Tide Pods: Cleaning Out The Gene Pool

The “Tide Pod Challenge” is literally the greatest thing to ever happen for the theory of evolution by natural selection.

The idea that eating literal pods of laundry detergent is a “challenge” proves not only how low our bar for challenges is, but also shows the power of memes.

Eating tide pods was nothing more than a meme originally. However, that all changed in January of 2018 with the introduction of the “Tide Pod Challenge”.

The first case of someone eating Tide Pods is hard to track down now due to Google removing videos of people quite literally trying to kill themselves in an attempt to meme.

According to Lindsey Bever of The Washington Post on January 17, there were 37 cases of teenagers consuming Tide Pods reported to poison control with about half of those being intentional.

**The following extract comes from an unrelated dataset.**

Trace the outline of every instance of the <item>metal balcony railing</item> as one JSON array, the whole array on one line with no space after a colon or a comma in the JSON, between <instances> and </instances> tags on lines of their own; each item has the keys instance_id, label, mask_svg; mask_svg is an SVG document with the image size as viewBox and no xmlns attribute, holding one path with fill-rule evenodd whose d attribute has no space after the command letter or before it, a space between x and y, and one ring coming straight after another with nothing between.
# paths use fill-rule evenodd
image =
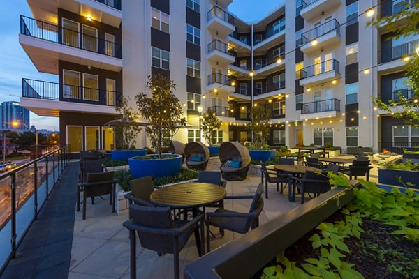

Some people would argue that this is Tide’s fault for making their laundry pods look like candy. Those people would be incorrect.

Speaking with local mother Maria Rodriguez, who is an avid Tide Pods user, on why people roughly my age would consume cleaning products she replied with astonishment that it wasn’t a joke.

Just for curiosity’s sake here’s what exactly is inside a delicious looking Tide Pod, and according to Patrick Di Justo of Wired the meme detergent contains the following: polyvinyl alcohol, denatonium benzoate, fatty acid salts, alcohol ethoxy sulfate, disodium distyrylbiphenyl disulfonate, manganase, amylase, subtilisin, diethylenetriamine pentaacetate, sodium salt, and lastly we can’t forget the big hitter that is calcium formate.

“I have absolutely no clue what any of those things are but I wouldn’t really want those anywhere near my mouth” said junior Micah Lemon. “I’m sure if the people who are eating Tide Pods had this read out to them they would not eat them. Or [maybe] still eat them because they don’t seem very bright.”

As a general rule of thumb don’t put strange sounding chemicals your mouth.